The International Organization for Standardization (ISO)/International Electrotechnical Commission (IEC) Moving Picture Experts Group (MPEG) and the Telecommunication Standardization Sector of the International Telecommunications Union (ITU-T) Video Coding Experts Group (VCEG) organized a Joint Collaborative Team on Video Coding (JCT-VC) in 2010, and started to develop next-generation video standard technology, known as High Efficiency Video Coding (HEVC), and then completed the development of this technology in January 2013. HEVC enables compression efficiency to be improved by about 50% compared to H.264/AVC High Profile, which was previously known to exhibit the highest compression performance among existing video compression standards.
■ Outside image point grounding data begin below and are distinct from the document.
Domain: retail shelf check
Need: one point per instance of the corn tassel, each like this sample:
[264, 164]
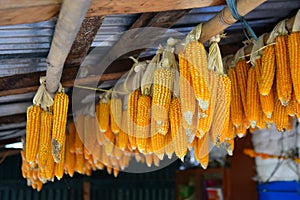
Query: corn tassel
[115, 114]
[187, 96]
[197, 61]
[267, 70]
[143, 121]
[32, 133]
[283, 72]
[132, 116]
[236, 108]
[294, 59]
[253, 103]
[60, 113]
[45, 138]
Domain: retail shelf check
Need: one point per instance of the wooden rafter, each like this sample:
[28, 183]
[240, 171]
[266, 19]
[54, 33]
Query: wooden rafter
[29, 11]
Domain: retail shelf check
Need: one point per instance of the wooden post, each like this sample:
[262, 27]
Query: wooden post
[224, 19]
[70, 19]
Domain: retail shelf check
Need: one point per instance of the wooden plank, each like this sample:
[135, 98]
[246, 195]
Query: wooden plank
[83, 41]
[29, 11]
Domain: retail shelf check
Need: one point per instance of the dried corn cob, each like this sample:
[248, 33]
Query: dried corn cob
[70, 157]
[227, 87]
[72, 137]
[103, 114]
[294, 61]
[78, 144]
[45, 138]
[236, 102]
[143, 121]
[283, 72]
[267, 70]
[291, 107]
[253, 103]
[280, 116]
[60, 113]
[132, 116]
[197, 62]
[60, 166]
[169, 148]
[123, 137]
[162, 93]
[187, 96]
[32, 133]
[206, 116]
[267, 103]
[158, 145]
[115, 114]
[242, 76]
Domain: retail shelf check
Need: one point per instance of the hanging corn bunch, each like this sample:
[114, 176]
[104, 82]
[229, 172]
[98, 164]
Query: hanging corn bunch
[60, 113]
[197, 64]
[294, 55]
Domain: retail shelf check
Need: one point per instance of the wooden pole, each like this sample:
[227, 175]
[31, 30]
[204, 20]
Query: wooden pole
[70, 19]
[224, 19]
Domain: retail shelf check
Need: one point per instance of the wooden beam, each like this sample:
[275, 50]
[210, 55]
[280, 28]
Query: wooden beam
[29, 11]
[83, 41]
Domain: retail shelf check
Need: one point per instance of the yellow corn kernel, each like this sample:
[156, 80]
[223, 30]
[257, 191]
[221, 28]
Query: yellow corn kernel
[267, 70]
[267, 103]
[242, 68]
[79, 167]
[32, 132]
[187, 96]
[123, 136]
[115, 114]
[294, 61]
[253, 103]
[283, 73]
[291, 107]
[72, 136]
[49, 168]
[70, 157]
[162, 93]
[149, 159]
[169, 148]
[158, 145]
[227, 88]
[206, 116]
[60, 113]
[197, 63]
[45, 138]
[60, 167]
[143, 121]
[236, 108]
[102, 114]
[281, 119]
[132, 116]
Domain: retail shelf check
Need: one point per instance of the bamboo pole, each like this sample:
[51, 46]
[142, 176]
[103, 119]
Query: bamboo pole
[224, 19]
[70, 19]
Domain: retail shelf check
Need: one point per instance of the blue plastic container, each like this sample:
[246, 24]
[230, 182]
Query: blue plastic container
[279, 190]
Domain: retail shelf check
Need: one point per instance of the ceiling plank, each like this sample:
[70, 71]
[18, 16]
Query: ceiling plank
[83, 41]
[20, 11]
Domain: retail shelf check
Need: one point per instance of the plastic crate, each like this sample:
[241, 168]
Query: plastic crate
[279, 190]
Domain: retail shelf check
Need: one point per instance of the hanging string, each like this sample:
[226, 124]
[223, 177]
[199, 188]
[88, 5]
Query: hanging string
[248, 31]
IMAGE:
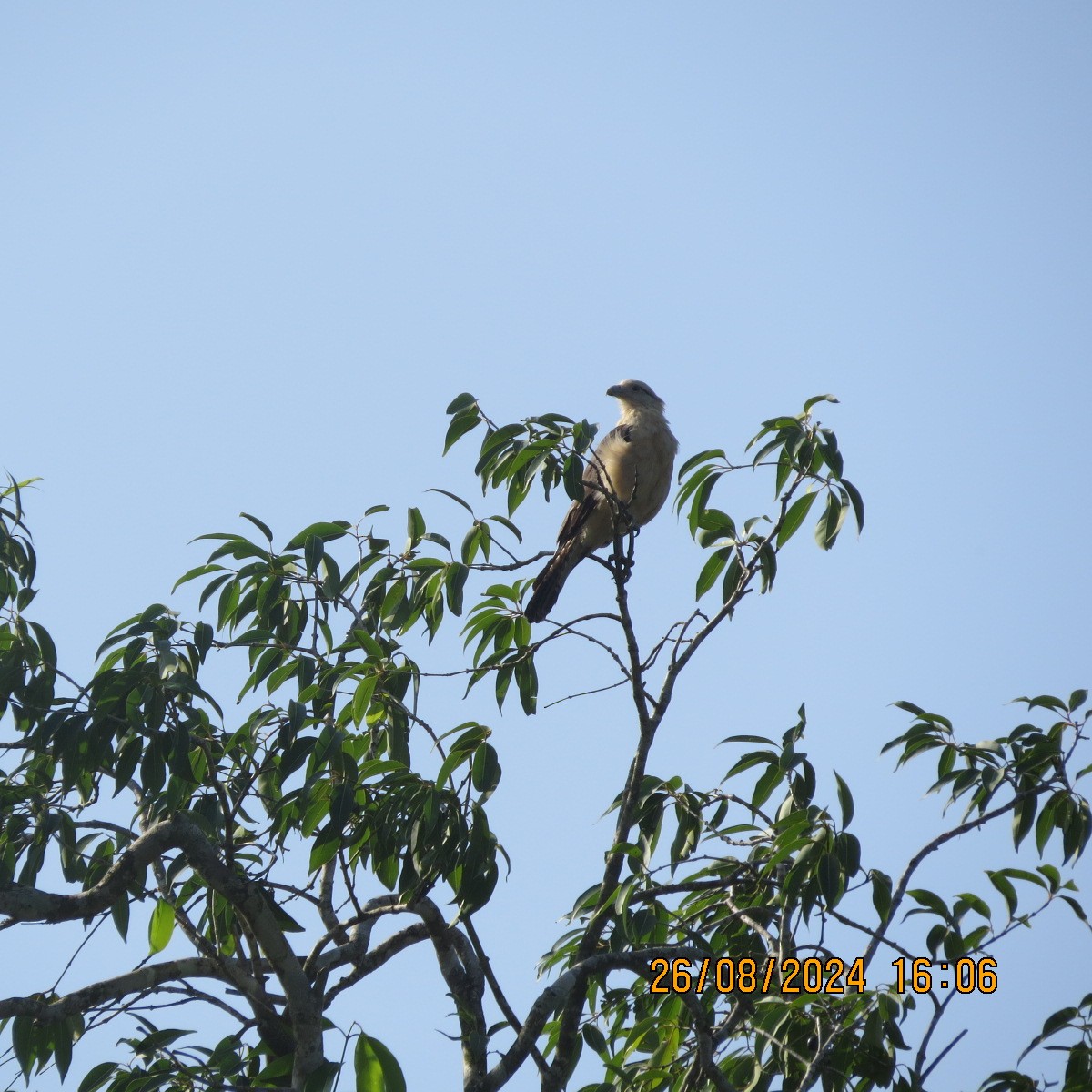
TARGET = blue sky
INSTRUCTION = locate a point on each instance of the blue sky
(252, 251)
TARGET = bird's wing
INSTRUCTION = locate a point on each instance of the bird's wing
(601, 473)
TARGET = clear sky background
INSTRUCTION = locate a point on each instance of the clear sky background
(251, 251)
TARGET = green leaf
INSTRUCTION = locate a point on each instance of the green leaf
(161, 927)
(844, 800)
(258, 523)
(796, 514)
(713, 569)
(882, 894)
(377, 1069)
(830, 522)
(97, 1077)
(326, 531)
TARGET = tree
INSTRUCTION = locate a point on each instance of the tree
(698, 959)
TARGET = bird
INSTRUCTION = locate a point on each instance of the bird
(626, 483)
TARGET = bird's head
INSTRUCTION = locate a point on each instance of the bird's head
(636, 396)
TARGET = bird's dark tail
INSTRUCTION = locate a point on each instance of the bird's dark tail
(550, 582)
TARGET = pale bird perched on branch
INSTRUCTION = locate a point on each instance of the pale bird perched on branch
(627, 481)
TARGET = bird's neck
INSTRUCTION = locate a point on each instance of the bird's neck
(640, 415)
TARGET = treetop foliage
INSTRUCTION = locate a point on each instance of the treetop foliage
(300, 834)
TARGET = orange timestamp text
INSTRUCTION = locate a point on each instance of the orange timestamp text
(770, 976)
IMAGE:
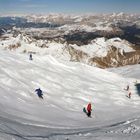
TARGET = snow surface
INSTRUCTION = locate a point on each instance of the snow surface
(67, 88)
(98, 47)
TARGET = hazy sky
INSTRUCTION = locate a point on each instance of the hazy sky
(69, 6)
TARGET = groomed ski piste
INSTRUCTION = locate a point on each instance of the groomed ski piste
(67, 88)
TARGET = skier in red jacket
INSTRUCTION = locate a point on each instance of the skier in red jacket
(89, 110)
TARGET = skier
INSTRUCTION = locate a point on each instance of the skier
(89, 110)
(127, 88)
(129, 95)
(39, 93)
(30, 57)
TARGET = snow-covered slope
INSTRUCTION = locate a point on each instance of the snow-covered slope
(67, 88)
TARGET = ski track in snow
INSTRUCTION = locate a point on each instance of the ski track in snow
(67, 88)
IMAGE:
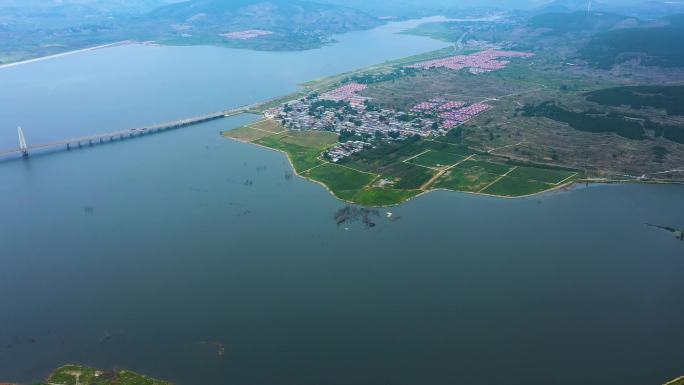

Meanwhile, three-dimensional (3D) video vividly provides a user with a stereoscopic experience as if he or she were viewing and sensing the real world, through a 3D stereoscopic display device. As research related to this technology, the development of 3D video standards is continually progressed by the Joint Collaborative Team on 3D Video Coding Extension Development (JCT-3V), which is the joint standardization group of ISO/IEC MPEG and VCEG. 3D video standards include both an advanced data format, which may support the playback, etc. not only of stereoscopic video but also of auto-stereoscopic video, using actual video and depth information maps thereof, and technology standards related to the advanced data format.
Further, 3D-HEVC, the standardization of which is under development as a 3D extension of HEVC, may use a motion merge process as a prediction encoding tool. The motion merge process is a method for inheriting motion information, derived from neighboring blocks of the current block, without change, and utilizing the inherited motion information as information about the motion of the current block. The motion merge process in 3D-HEVC is based on HEVC.
Further, 3D-HEVC may use an inter-view motion merge process based on images at multiple views. That is, in 3D-HEVC, motion information may be derived from a block at the position corresponding to that of the current block (hereinafter referred to as a ‘reference block’) among blocks in neighboring views.
However, 3D-HEVC is problematic in that when motion is uniform, information about the motion of the current block cannot be derived from the reference block, and thus an inter-view motion merge process cannot be used.
Meanwhile, Korean Patent Application Publication No. 10-2013-7027419 (entitled “Method and Apparatus of Motion and Disparity Vector Prediction and Compensation for 3D Video Coding”) discloses a method for obtaining a motion vector (MV)/motion vector predictor (MVP) or a disparity vector (DV)/disparity vector predictor (DVP) associated with a skip mode, a merge mode or an inter mode for the block of the current picture in 3D video coding.